The board approved a motion, made by Goldman, that said: "Any and all efforts to create a zone-based assignment model will cease effective immediately." She reiterated her support for community-based schools but said the board must adhere to its own policy on assignments and must listen to parents, students and all board members, not just those on the committee.

"Yes, I absolutely believe in community-based schools, but I do not believe we need to totally tear down the system and create a different plan," she said Wednesday. "I believe a lot is working.

But Goldman's move angered her former allies on the board. John Tedesco even resorted to name calling - labeling her a 'prom queen' during the meeting and then posting more on his Facebook page.

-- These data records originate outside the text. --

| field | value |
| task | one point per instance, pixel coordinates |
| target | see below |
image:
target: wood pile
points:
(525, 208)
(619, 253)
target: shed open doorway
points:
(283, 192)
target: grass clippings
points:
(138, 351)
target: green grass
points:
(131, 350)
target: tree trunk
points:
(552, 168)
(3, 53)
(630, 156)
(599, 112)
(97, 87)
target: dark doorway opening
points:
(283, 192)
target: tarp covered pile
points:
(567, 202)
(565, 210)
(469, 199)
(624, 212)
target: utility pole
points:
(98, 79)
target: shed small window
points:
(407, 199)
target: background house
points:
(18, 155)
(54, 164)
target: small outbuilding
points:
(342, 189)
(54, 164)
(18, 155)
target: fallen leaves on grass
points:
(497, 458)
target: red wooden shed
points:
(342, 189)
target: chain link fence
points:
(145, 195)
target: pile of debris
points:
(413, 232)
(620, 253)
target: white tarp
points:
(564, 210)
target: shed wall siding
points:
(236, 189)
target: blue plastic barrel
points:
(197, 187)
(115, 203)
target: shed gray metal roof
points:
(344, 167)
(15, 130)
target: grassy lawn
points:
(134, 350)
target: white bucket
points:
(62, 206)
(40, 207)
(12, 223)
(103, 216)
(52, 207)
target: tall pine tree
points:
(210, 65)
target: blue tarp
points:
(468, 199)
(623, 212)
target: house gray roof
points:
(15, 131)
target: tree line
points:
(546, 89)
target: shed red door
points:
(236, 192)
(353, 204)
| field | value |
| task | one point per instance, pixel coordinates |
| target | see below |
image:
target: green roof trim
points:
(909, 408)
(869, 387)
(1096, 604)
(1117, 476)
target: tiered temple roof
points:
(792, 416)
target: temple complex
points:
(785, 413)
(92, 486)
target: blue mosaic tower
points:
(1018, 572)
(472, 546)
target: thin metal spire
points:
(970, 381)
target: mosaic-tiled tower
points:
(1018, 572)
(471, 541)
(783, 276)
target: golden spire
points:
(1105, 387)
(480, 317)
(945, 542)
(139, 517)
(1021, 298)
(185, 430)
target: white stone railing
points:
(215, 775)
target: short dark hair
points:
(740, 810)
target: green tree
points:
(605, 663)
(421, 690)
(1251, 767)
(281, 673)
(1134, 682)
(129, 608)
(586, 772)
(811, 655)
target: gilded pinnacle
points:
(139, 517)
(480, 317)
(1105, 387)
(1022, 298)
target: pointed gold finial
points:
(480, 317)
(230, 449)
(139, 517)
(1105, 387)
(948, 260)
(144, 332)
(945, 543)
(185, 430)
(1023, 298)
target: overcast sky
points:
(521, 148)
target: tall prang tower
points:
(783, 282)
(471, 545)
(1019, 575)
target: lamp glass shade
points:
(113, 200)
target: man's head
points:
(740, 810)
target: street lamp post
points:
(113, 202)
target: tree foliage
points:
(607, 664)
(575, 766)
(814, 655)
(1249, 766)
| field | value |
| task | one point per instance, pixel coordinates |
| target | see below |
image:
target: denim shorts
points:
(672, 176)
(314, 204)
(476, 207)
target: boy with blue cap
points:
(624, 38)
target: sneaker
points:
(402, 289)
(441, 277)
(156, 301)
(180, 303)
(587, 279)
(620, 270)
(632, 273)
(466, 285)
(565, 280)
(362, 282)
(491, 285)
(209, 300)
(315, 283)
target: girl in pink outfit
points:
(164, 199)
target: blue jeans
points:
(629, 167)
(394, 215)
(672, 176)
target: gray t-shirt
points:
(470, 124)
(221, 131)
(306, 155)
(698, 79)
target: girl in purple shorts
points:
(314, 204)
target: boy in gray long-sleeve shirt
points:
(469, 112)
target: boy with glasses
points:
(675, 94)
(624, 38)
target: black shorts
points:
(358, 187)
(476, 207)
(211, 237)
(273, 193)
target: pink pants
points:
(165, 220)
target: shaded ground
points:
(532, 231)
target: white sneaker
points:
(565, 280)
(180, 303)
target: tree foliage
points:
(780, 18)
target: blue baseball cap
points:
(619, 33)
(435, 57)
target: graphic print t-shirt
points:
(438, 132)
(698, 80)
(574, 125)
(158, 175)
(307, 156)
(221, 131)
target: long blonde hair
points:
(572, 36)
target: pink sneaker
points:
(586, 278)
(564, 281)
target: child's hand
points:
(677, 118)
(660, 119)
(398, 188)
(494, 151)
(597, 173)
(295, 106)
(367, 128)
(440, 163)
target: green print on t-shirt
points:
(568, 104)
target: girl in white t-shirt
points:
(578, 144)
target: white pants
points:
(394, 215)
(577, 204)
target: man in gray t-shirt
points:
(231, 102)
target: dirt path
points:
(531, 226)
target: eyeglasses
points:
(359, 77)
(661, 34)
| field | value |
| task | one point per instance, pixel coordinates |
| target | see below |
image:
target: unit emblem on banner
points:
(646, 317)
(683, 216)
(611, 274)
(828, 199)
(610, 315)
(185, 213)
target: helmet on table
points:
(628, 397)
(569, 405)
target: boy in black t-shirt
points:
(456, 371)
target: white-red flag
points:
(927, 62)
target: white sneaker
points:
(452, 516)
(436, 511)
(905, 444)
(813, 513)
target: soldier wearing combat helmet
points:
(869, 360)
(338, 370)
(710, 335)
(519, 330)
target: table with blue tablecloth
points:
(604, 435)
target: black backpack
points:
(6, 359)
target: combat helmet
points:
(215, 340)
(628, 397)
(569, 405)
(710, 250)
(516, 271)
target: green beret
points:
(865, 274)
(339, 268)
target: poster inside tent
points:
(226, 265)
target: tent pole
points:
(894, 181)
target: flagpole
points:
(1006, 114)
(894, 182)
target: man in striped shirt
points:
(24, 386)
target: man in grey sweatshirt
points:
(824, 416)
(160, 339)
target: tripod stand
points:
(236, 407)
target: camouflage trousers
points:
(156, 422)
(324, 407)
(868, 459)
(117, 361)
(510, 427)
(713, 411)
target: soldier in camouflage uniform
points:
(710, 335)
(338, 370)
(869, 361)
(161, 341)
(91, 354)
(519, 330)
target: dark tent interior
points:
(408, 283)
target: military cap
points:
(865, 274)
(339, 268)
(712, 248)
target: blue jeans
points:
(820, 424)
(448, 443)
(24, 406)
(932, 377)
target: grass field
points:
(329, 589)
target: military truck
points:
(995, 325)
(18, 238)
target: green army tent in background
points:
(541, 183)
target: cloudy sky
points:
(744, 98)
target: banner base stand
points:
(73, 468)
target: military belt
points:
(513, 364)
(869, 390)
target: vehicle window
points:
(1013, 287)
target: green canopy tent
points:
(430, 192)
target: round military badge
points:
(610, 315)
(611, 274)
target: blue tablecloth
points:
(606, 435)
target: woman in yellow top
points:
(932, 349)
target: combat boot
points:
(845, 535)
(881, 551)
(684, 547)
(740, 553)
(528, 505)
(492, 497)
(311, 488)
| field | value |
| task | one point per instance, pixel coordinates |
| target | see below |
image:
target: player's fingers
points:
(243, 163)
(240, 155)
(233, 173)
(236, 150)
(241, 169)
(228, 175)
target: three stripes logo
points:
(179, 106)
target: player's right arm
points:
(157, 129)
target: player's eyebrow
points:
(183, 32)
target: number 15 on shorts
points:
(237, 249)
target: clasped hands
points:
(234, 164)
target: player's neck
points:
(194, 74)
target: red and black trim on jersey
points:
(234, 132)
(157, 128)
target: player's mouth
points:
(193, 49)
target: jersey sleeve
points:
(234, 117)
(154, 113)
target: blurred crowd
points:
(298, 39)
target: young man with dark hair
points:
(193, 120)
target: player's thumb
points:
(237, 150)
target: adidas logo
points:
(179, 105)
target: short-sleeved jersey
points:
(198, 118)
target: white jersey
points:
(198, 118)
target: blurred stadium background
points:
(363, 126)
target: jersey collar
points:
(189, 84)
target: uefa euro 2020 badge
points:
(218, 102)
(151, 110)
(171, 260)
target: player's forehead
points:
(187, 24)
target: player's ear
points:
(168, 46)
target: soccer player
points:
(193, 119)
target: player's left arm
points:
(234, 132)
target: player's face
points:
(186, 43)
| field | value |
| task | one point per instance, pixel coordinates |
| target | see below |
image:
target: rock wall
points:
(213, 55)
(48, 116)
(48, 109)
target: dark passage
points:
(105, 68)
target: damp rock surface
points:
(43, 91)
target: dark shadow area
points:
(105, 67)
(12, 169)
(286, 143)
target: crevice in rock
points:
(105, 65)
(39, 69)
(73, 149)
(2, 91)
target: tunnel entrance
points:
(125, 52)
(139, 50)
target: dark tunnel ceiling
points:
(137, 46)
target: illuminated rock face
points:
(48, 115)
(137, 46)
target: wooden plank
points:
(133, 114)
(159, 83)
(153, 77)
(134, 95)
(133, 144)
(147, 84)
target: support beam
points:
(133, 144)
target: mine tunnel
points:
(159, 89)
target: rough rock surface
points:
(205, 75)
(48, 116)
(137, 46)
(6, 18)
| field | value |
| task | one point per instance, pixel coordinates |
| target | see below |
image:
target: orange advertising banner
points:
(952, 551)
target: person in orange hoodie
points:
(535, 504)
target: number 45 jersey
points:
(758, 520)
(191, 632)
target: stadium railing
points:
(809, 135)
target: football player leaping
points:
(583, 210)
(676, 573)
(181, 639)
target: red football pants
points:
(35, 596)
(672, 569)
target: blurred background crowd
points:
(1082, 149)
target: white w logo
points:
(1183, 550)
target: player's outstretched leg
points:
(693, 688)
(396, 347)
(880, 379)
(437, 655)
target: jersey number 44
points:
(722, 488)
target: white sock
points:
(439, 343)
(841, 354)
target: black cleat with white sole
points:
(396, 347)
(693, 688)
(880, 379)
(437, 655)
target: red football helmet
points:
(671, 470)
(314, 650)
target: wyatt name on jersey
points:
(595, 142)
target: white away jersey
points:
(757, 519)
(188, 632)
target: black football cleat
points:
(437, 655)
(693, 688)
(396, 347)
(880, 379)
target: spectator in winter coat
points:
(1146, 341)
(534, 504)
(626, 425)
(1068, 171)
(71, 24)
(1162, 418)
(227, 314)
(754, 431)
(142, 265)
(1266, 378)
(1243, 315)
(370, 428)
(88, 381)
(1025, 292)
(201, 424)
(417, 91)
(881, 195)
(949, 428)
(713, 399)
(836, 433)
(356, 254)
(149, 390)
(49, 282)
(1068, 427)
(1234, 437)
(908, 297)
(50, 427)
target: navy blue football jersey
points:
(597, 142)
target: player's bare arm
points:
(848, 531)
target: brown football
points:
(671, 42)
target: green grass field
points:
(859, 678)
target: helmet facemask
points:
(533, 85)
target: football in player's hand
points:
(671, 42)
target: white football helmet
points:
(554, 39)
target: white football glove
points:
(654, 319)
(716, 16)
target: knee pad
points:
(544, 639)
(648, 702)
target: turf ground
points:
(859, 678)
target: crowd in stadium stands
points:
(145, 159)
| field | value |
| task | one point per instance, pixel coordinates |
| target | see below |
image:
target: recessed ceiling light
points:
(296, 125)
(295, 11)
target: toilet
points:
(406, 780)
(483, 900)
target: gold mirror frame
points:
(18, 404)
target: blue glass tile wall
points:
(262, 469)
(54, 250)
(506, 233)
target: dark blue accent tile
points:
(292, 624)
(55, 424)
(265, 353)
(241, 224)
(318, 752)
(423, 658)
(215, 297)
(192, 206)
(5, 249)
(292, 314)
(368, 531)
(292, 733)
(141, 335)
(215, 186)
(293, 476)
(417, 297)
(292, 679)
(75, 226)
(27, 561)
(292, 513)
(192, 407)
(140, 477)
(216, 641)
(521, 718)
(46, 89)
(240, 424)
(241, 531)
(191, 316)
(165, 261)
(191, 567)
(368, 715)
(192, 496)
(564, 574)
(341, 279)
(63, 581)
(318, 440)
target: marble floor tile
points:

"Well we all knew it was coming - Goldman was always the flip-flopper. She was for Mandatory YR then against then for and then said "I just want to make every one happy". Then tonight Benedict Goldman voted with the 4 minority members to do away with our efforts for Community Based Assingments and declared things should stay as is with the forced busing diversity model in place" he wrote.

"I don't think that's the most professional thing to do or the most courteous thing to do," Wake County school board member Keith Sutton said.

Tedesco told ABC11 Eyewitness News he apologized Wednesday on the radio.

He said he let his zeal for children override his diplomacy, but believes Goldman's idea doesn't take long-term growth into account and the inevitable reassignment necessary once guaranteed base schools overcrowd.

Tedesco says he wants to give parents three possible choices.

"You could theoretically have three neighbors put down the same three choices for schools and all end up at different schools," Goldman said.

Meanwhile, members of the Great Schools in Wake Coalition, which supported the diversity plan, said the vote Tuesday encouraged them. "We don't want this to be a 'stay of execution,' after which we move to a plan that resegregates students and creates more high poverty schools," said Yevonne Brannon, the coalition's chair. "Rather, we hope this vote signals a reinvigorated dialogue between the school board and the community. Many in our community have felt that the zone process was too much, too fast and with serious intended and unintended consequences."

Reverend William Barber, the state NAACP president who's pressured the board reverse its decision to discard its diversity policy, also responded Wednesday to the vote.

"We believe yesterday's vote to stop the student assignment process is a step in the right direction," he said.

In the meantime, Goldman says her vote doesn't change her priorities.

"I stand firmly behind the idea of community based schools," she said.